Storks and flamingoes, parakeets and pigeons, bee-eaters and eagles, peacocks and darters.
Simply put – Bundala is for the birds!
Visiting Bundala National Park, on the southern side of Sri Lanka was a last-minute decision. I had been travelling around the country for nearly a month already and Bundala hadn’t stood out to me as one of the top parks to visit. It was actually my driver and guide who sort of made the trip happen. He was a decent birder and insisted we visit Bundala as it is a famous stopover area for migrating birds.
He wasn’t wrong either, any birders I’ve talked to about Sri Lanka bring up Bundala as a top place to visit in the country.
Sold more on the possible elephant and monkey sightings more than anything, I soon found myself being schooled on birds in Bundala. As much as I resisted and tried to avoid getting pulled into the birding world, my guide Nandana was simply too passionate and eager to show off his birding knowledge that I soon came around and started to play the “what bird is it” game.
The first bird I managed to identify correctly was a peacock. Trying to stump me, Nandana asked if was a male or female bird, but luckily I knew it was only the males who had the bright, flashy feathers (to impress the ladies of course).
Then I thought I saw some small parrots, but it turned out they were rose-ringed parakeets. I should have known better, as I’d seen such birds in pet stores in Canada when I was a kid. The small birds proved to be quite tricky to photograph and even spot before they flew away, so I stuck to the bigger birds for the most part.
Flamingoes were an easy one. Plenty of them around, often mingling with some storks, or painted storks, to be more precise.
It turned out that it wasn’t good enough for me to call a bird an eagle or stork, I had to know which specific species it was. Was that a painted stork or an Asian open-billed stork? Like this eagle above. I spotted it first, before our safari driver or my “eagle-eyed” guide Nandana, who was sporting his big binoculars. But when I proudly pointed out the eagle, he was unimpressed as it was a mere crested hawk eagle also called a changeable hawk eagle – nothing special apparently.
I took a picture of it anyway.
While I was happy looking at the big, colourful birds, the biggest excitement of the day came from Nandana spotting a pigeon. Yes, a pigeon. Apparently the Ceylon, or Sri Lanka, wood pigeon is listed as a vulnerable species. It looked like a regular old pigeon to me, but I took a picture anyway.
Then there were the bee eaters. I’d seen these type of birds in Africa before and wasn’t totally clueless about them. Nandana was impressed when I knew they were bee-eaters, but of course then he asked me what type of bee eaters they were and I had no idea.
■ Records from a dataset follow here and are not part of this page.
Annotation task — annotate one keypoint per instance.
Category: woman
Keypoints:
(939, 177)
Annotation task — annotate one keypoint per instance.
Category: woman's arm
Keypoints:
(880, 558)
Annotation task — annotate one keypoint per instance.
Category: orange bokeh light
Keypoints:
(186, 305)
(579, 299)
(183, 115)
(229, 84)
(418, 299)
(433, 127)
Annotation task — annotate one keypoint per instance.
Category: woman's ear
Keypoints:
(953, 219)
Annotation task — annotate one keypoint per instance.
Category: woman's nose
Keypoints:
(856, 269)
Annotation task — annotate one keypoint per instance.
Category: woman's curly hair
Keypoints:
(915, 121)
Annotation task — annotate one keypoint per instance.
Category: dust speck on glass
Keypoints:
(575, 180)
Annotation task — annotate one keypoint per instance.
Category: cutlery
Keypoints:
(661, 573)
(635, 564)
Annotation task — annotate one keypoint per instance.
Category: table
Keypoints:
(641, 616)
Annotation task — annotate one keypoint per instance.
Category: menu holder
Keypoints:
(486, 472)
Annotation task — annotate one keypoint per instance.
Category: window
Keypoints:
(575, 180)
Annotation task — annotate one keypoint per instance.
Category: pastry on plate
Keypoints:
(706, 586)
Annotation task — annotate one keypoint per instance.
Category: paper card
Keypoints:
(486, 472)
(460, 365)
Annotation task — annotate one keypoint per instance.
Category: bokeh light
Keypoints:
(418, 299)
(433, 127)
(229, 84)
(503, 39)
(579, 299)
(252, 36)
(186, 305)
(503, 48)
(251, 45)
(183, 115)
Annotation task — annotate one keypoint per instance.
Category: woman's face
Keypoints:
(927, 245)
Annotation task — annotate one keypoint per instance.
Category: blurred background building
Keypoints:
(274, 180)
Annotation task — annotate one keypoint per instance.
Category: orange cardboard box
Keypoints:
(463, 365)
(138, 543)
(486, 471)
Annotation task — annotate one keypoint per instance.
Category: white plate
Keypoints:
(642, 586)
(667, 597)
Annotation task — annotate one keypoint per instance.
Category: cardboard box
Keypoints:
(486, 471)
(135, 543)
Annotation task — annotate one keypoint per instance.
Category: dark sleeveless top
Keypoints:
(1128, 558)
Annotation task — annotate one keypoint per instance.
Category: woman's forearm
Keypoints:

They have cool colours, that is all I cared about, but apparently blue tails and green bodies and purple heads and such all mean different species. I managed a picture of the blue-tailed one, which we saw many of. I also snapped a red-headed one, which may be a chestnut-headed bee eater, but I really don’t know for sure. These little birds were a bit beyond my interest and I didn’t feel the urge to look them up in any of the bird books my guide was lugging along on the trip.
The sheer number and variety of birds in Bundala was what impressed me most. I had no idea which ones were rare and which ones were residents or just passing by on their migration routes. I’ve seen big flocks of birds at home and on my travels, and I’ve seen plenty of weird birds around the world, but nowhere else compared to the variety I saw in one single day at Bundala.